Hardware security keys — small USB or NFC devices like YubiKey — are the strongest form of two-factor authentication available to consumers. They're completely immune to phishing, can't be remotely compromised, and cost less than $50. So why doesn't everyone use one?
How hardware keys work
A hardware key stores a cryptographic private key that never leaves the device. When you log in, the website sends a challenge; your key signs it with the private key and returns the signature. The website verifies the signature with your stored public key. Crucially, the key is cryptographically bound to the exact domain — it will not respond to phishing sites, even perfect clones of the real thing.

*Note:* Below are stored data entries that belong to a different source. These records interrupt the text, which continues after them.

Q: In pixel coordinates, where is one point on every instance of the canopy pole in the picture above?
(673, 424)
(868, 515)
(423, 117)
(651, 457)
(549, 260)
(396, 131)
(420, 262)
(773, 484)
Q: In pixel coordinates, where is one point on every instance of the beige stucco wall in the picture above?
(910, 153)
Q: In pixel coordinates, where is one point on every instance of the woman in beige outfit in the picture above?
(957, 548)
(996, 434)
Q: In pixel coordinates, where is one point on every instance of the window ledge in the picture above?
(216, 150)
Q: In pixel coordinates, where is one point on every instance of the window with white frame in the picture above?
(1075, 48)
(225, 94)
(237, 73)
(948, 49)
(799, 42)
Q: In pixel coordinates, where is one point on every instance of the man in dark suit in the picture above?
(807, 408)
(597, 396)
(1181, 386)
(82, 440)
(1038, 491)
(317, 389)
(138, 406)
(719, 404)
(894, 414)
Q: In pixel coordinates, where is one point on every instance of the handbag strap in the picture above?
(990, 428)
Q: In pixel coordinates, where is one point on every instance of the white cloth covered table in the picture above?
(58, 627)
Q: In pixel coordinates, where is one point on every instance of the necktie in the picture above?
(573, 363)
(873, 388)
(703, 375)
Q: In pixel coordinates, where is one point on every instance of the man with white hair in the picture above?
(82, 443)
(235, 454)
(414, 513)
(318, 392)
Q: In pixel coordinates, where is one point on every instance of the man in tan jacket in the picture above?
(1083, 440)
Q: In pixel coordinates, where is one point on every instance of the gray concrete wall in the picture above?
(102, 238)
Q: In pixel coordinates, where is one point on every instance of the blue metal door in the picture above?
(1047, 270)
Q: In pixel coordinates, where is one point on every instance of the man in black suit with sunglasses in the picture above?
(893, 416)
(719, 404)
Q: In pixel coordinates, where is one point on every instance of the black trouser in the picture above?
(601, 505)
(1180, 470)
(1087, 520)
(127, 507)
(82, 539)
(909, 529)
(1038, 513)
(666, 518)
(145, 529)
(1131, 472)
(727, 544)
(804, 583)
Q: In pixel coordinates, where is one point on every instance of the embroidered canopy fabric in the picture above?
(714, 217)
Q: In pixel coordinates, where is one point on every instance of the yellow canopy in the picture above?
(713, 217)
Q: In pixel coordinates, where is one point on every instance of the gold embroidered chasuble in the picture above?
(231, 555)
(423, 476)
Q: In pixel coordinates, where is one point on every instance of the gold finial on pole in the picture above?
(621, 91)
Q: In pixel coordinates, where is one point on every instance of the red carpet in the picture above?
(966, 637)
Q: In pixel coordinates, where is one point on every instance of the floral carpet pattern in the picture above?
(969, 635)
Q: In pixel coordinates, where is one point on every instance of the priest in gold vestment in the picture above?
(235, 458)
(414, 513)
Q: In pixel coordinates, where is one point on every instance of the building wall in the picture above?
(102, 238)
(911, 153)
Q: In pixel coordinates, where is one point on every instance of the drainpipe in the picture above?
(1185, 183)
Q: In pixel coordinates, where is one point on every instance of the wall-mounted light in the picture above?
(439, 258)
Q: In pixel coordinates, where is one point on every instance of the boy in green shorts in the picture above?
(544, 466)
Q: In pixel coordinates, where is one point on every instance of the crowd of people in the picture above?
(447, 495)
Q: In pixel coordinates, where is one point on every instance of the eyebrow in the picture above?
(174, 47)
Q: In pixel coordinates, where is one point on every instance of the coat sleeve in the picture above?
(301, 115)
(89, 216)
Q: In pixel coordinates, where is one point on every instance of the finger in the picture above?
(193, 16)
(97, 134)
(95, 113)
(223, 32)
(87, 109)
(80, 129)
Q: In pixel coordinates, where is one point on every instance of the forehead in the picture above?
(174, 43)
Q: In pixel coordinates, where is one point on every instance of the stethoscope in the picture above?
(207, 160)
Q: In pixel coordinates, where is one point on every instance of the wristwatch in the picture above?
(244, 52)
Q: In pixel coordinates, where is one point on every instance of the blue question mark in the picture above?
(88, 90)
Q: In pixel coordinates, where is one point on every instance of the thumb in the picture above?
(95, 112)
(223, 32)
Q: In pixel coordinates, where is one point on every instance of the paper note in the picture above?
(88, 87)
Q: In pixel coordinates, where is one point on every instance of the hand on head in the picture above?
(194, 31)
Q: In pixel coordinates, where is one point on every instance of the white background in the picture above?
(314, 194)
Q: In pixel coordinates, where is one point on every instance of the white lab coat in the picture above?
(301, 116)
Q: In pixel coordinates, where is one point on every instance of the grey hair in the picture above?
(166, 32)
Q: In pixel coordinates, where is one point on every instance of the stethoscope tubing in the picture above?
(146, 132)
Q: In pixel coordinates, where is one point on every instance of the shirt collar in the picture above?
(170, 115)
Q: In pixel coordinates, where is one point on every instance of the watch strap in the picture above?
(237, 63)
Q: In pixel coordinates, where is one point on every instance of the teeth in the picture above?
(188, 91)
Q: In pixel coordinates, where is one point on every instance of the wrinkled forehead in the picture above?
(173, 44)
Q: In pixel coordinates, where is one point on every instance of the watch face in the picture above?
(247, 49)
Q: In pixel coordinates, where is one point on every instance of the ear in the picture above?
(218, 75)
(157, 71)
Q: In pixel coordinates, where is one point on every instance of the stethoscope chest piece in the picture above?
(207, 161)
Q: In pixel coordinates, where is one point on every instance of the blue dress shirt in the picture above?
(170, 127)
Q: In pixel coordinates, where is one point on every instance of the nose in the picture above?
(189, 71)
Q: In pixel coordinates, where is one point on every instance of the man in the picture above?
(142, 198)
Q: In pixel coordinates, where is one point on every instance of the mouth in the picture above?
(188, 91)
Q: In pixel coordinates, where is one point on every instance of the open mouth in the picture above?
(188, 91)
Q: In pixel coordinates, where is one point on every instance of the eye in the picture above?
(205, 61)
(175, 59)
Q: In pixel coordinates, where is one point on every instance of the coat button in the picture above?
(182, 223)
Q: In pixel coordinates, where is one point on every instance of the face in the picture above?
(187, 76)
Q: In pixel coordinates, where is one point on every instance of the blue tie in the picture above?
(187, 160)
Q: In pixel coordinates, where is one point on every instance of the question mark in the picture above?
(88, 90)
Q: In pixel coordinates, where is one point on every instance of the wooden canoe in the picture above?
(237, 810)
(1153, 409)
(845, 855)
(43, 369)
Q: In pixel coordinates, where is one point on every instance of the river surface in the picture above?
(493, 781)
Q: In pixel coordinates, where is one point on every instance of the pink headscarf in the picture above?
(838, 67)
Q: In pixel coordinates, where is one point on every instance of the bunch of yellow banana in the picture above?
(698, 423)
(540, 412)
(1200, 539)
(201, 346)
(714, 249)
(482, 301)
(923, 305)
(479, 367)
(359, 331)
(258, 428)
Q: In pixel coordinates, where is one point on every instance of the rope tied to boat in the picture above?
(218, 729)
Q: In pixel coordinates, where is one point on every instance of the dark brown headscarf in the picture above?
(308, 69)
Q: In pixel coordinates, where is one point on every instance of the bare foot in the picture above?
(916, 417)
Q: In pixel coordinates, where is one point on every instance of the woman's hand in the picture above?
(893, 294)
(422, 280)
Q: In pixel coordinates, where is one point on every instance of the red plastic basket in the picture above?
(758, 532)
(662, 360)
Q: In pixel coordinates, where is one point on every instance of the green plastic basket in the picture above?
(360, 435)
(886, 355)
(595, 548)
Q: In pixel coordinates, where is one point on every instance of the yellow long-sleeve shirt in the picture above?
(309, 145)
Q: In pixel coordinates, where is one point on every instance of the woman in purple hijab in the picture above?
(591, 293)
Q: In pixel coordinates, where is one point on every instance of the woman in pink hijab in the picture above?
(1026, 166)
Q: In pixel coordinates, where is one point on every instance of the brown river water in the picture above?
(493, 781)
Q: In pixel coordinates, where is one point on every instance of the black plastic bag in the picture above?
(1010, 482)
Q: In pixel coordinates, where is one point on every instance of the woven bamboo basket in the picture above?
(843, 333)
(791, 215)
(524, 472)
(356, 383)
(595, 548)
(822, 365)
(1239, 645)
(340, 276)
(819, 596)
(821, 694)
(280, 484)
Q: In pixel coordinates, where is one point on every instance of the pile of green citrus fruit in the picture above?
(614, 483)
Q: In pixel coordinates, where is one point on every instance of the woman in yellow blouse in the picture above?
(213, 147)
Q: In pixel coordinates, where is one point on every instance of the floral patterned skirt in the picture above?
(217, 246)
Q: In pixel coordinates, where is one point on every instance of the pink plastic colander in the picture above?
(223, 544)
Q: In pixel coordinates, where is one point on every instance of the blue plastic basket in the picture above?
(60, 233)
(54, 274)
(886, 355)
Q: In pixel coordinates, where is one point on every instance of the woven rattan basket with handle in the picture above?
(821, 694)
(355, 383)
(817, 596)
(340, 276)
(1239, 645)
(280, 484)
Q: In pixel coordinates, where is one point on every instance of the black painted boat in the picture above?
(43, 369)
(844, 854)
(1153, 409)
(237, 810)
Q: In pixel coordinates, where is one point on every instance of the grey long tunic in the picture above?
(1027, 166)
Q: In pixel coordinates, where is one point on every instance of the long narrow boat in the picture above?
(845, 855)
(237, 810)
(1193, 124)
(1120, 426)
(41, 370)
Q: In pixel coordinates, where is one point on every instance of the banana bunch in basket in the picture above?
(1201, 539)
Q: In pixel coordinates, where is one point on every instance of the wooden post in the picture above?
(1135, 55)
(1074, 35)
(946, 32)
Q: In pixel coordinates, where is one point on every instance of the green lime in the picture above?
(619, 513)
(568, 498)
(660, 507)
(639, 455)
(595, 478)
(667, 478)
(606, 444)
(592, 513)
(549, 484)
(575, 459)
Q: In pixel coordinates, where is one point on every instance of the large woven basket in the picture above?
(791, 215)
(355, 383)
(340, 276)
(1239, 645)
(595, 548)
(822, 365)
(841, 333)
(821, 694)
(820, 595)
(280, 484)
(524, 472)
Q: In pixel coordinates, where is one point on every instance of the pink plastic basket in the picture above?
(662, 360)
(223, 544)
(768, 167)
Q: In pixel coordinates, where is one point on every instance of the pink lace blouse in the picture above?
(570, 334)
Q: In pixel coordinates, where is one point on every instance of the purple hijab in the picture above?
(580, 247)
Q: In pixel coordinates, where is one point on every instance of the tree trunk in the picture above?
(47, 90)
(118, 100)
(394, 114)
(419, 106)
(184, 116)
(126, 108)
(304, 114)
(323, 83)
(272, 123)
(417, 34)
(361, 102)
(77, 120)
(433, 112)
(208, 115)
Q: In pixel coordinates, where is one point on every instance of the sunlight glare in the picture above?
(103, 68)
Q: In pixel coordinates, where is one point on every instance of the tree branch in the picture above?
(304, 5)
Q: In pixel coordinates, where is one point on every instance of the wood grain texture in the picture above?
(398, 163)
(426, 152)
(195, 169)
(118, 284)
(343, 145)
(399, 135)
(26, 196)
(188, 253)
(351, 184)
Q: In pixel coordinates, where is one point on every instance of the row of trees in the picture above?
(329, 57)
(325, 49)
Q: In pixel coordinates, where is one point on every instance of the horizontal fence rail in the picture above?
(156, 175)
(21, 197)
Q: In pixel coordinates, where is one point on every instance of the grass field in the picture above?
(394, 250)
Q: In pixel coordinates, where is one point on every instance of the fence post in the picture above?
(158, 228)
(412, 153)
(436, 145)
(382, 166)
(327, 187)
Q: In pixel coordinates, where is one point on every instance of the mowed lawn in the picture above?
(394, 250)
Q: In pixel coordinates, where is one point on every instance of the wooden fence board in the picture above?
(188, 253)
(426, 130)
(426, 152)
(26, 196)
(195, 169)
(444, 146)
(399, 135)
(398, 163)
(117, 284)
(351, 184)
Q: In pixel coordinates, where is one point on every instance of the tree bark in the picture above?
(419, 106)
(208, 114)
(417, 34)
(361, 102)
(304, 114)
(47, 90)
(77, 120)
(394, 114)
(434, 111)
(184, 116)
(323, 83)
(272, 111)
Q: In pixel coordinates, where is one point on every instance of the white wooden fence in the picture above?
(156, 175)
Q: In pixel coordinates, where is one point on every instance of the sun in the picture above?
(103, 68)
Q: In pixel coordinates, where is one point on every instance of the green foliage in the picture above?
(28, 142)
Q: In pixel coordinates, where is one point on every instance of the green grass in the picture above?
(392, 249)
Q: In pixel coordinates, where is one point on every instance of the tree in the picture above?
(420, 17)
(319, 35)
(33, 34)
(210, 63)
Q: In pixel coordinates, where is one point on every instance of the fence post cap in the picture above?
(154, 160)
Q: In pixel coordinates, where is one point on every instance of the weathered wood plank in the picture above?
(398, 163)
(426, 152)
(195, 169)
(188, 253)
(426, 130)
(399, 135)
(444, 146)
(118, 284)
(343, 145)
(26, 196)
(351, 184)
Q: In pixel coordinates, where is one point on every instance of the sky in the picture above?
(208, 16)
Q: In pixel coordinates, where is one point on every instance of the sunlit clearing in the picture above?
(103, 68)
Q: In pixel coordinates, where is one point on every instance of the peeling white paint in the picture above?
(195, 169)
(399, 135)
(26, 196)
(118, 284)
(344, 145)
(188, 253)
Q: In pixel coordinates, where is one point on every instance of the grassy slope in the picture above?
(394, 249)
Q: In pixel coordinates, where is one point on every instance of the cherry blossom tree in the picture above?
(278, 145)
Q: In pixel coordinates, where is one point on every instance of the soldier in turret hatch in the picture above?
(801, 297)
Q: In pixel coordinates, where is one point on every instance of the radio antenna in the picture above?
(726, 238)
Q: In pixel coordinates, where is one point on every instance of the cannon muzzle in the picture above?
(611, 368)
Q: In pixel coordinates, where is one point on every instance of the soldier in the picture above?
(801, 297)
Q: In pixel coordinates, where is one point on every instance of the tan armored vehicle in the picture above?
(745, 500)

Why they're better than authenticator apps
- Phishing-proof — the key verifies the domain, so a fake login page gets nothing
- No codes to intercept — there's no 6-digit code an attacker could steal in real-time
- No software to compromise — malware on your computer can't extract the key
- Faster to use — one tap or plug-in, no code entry
Popular options
YubiKey 5 Series (~$50)
The industry standard. Works with USB-A, USB-C, NFC. Compatible with thousands of services. Extremely durable. Our top recommendation.
Google Titan Key (~$30)
Made by Google, solid security, available in USB-C and NFC versions. Good option if you're heavily invested in Google services.
Thetis FIDO2 (~$25)
Budget option, FIDO2 compliant, rotating protective cover. Good entry point if you want to try hardware keys without committing to a YubiKey price.
OnlyKey (~$47)
Open source hardware and firmware, PIN-protected, stores multiple credentials. Best for users who want maximum transparency and control.
Who should buy one?
Hardware keys are particularly valuable for: people who handle sensitive work data, journalists or activists at high risk of targeted attacks, anyone who has been phished before, and anyone who wants the highest possible security on their email and password manager accounts. For average users, an authenticator app is sufficient — but a key is never overkill.
⚠️ Buy two: Always buy at least two hardware keys and register both on each important account. If you lose or break your only key and have no backup, you could be locked out permanently.
✅ Getting started: Buy a YubiKey 5C NFC (~$55). Register it on your Google/email account and password manager first. Then work through your other accounts. Keep the second key somewhere safe as a backup.